3 de mayo de 2006

Humahuaca

La boletera me advirtió al sacar la entrada que no encontraría momias en el Museo de Arqueología de Alta Montaña de Salta. Los parientes de los indiecitos enterrados en la cima de los nevados están furiosos con los profanadores de tumbas. El museo cobraba por exhibir a sus antepasados en heladeras de cristal. Antes ablandaba a los visitantes con un video a toda pared donde enseñan cómo los científicos llegaron a la cima del volcán Llullaillaco y arrancaron de la montaña a tres niños enterrados hace 500 años a 6.700 metros de altura.

Las tribus del altiplano argentino eran vasallas de los incas: ahora son súbditas de un patagónico, mitad suizo mitad croata. Viven en la quebrada de Humahuaca y en la puna. Eran buena gente, solo que de vez en cuando sacrificaban a un niño en lo alto de un cerro para aplacar las iras de la Pachamama; todo legal. Parece que, además, eran muy humanitarios, porque antes de golpearles la cabeza con una piedra contundente, les daban a mascar hojas de coca y bebían chicha de maíz.

Las dos niñas del Llullaillaco tenían seis y quince años. El niño, siete. Parecen dormidos y sus petates están impecables, como si hubieran sido comprados en una tienda étnica de la avenida Santa Fe. A la niña mayor la partió un rayo, pero no se sabe cuándo. Su sacrificio los convertía en huacas, mensajeros de los dioses, vecinos del sol. Pero sus padres se llevaban lo bueno: la ofrenda de sus hijos les merecía, por lo menos, una gobernación. La hazaña de los arqueólogos, financiada por la National Geographic Society y la Smithsonian Institution, fue encontrar un santuario intacto en 1999: la mayoría de los yacimientos incaicos de los Andes han sido reventados con dinamita por los buscadores de tesoros.

Humahuaca no es el nombre de un programa límite de la televisión francesa. Es un pueblo antiguo, colonial, en el medio de la quebrada multicolor del río Grande, en el extremo noroeste de la Argentina: calles angostas, casas de adobe y faroles de hierro negro. Y dos torres achaparradas que enmarcan la iglesia de Nuestra Señora de la Candelaria y de San Antonio desde 1615. Por las calles, el mercado y la iglesia deambulan siempre indios americanos y turistas europeos. Unos bajitos y morochos, otros gigantes rubicundos. El pelo chuzo resalta contra el crespo, el respeto entre la altanería y el susurro en la estridencia.

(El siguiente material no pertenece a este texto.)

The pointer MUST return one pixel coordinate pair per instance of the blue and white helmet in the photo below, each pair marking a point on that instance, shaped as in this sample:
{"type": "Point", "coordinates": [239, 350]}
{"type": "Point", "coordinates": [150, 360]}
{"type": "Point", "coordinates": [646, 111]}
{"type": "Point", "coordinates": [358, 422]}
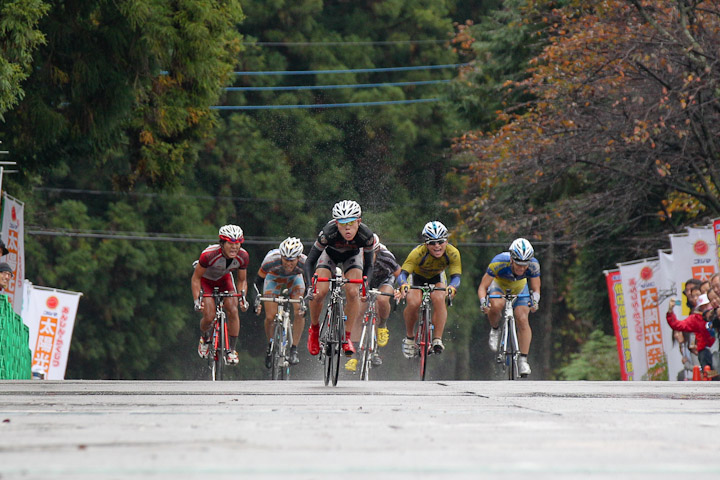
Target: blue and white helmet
{"type": "Point", "coordinates": [521, 251]}
{"type": "Point", "coordinates": [291, 248]}
{"type": "Point", "coordinates": [434, 231]}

El Viernes Santo, al terminar los oficios, dos cholitos vestidos de Arimatea y Nicodemo, bajaron de la cruz a un Cristo articulado y lo depositaron en una caja de vidrio llena de flores. Después lo pasearon por las calles del pueblo seguido por la Dolorosa, con su corazón de plata atravesado por siete facones. Tambores y sikus los adelantaban a la luz cercana de la primera luna de otoño. Durante horas recorrieron las estaciones de la Vía Crucis construidas ese día como ermitas vegetales en esquinas señaladas de Humahuaca. Así es en todos los pueblos de la quebrada y de la puna.

Faltaban hombros. Quise poner el mío para llevar un paso al que le sobraba peso, pero mi altura lo escoraba hasta tocar las casas. Sin remedio me instalé del lado de unos turistas españoles que sacaban fotos relampagueando la noche. Pensaba que ahora los sacrificios humanos se hacen en barrigas bien alimentadas. También recordé que hace 500 años sus antepasadas parían a los aventureros que vinieron a enseñar a los indios a ser buenos cristianos.